Because there are open-source components throughout the software lifecycle, Brunswicker and Torres-Arias explain, organizations need to first secure the open-source software they use. Enterprises and agencies, for example, use an average of more than 40,000 open-source software packages downloaded by developers, and each of those can bring in another 77 dependencies. One component relies on the other to work properly.
“Major software supply chain attacks such as SolarWinds are central to the conversation about cybersecurity,” says Torres-Arias, whose expertise is in secure systems, applied cryptography and software supply chain security. “The hack of SolarWinds’ software more than two years ago pushed the threat of software supply chain attacks to the front of security conversations, but is anything being done?”
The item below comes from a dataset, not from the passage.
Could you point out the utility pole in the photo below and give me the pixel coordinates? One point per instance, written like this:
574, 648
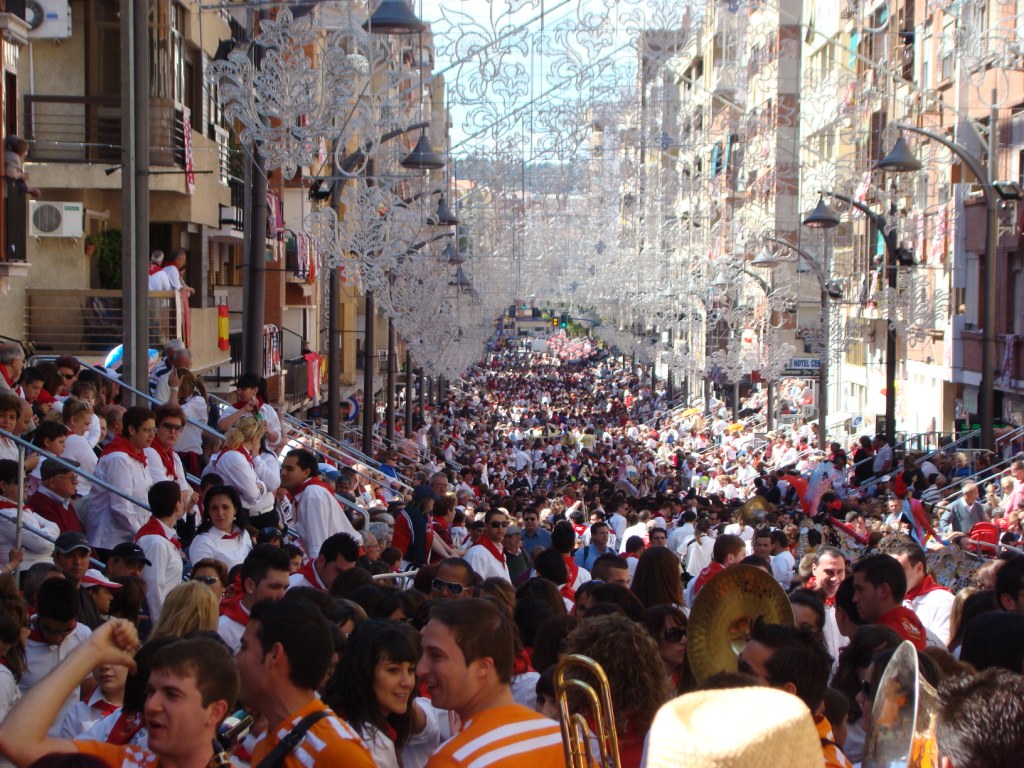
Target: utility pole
135, 195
Building on the Google research grant, their efforts are now focused on these key factors:
Design a graph-based model for data-driven prediction of risk and vulnerabilities that represents the overall software supply chain from multiple interdependent relationships among products, packages, developers, users, organizations and jurisdiction.
Develop tools to mine software supply chain data in real time for developing and using models that quantify and predict software supply chain risks.
Build a publicly accessible platform that integrates tools that can help inform and enable early action to mitigate risks and prevent future software supply chain attacks.
Brunswicker emphasizes a holistic approach is needed to address this challenge, noting software supply chain structures have received very little exploration by all of industry, government and academia. This is made even more difficult because software supply chains are vast networks of highly interconnected components that span different organizations, or open-source groups, with broad and complex jurisdictions, motivations and practices.
“They often cross software domains — from Internet of Things to the cloud, or from medical to high-performance computers. So, analyzing them is an enormous undertaking,” says Brunswicker, who is founder and director of the Research Center for Open Digital Innovation at Purdue. “Their impact also is subjected to geopolitical motivations and, much like regular supply chains, they require cooperation between otherwise geopolitical rivals.”
Brunswicker and Torres-Arias are actively seeking doctoral, postdoctoral and even undergraduate students to join their team for this effort. The interdisciplinary project integrates knowledge and theories for software engineering, cybersecurity, computational and network science, artificial intelligence/machine language and social sciences.
A computational social scientist, Brunswicker is focused on bridging social and behavioral science and computing when studying open and digital forms of innovation. In her work, she designs and examines systems and technologies that support digital innovation with respect to their technological and behavioral impact. She and her team use computational techniques and AI/ML to model and predict such impact. Her emphasis is in areas such as open-source software communities, data science contests, crowdsourcing, computational models of individual and collective intelligence, and human-AI teaming models for unmanned aerial vehicles.
Brunswicker also manages IronHacks, a virtual hacking community centered on a Purdue-developed competition platform that explores a variety of data science models using statistics from past human actions to predict future human behavior.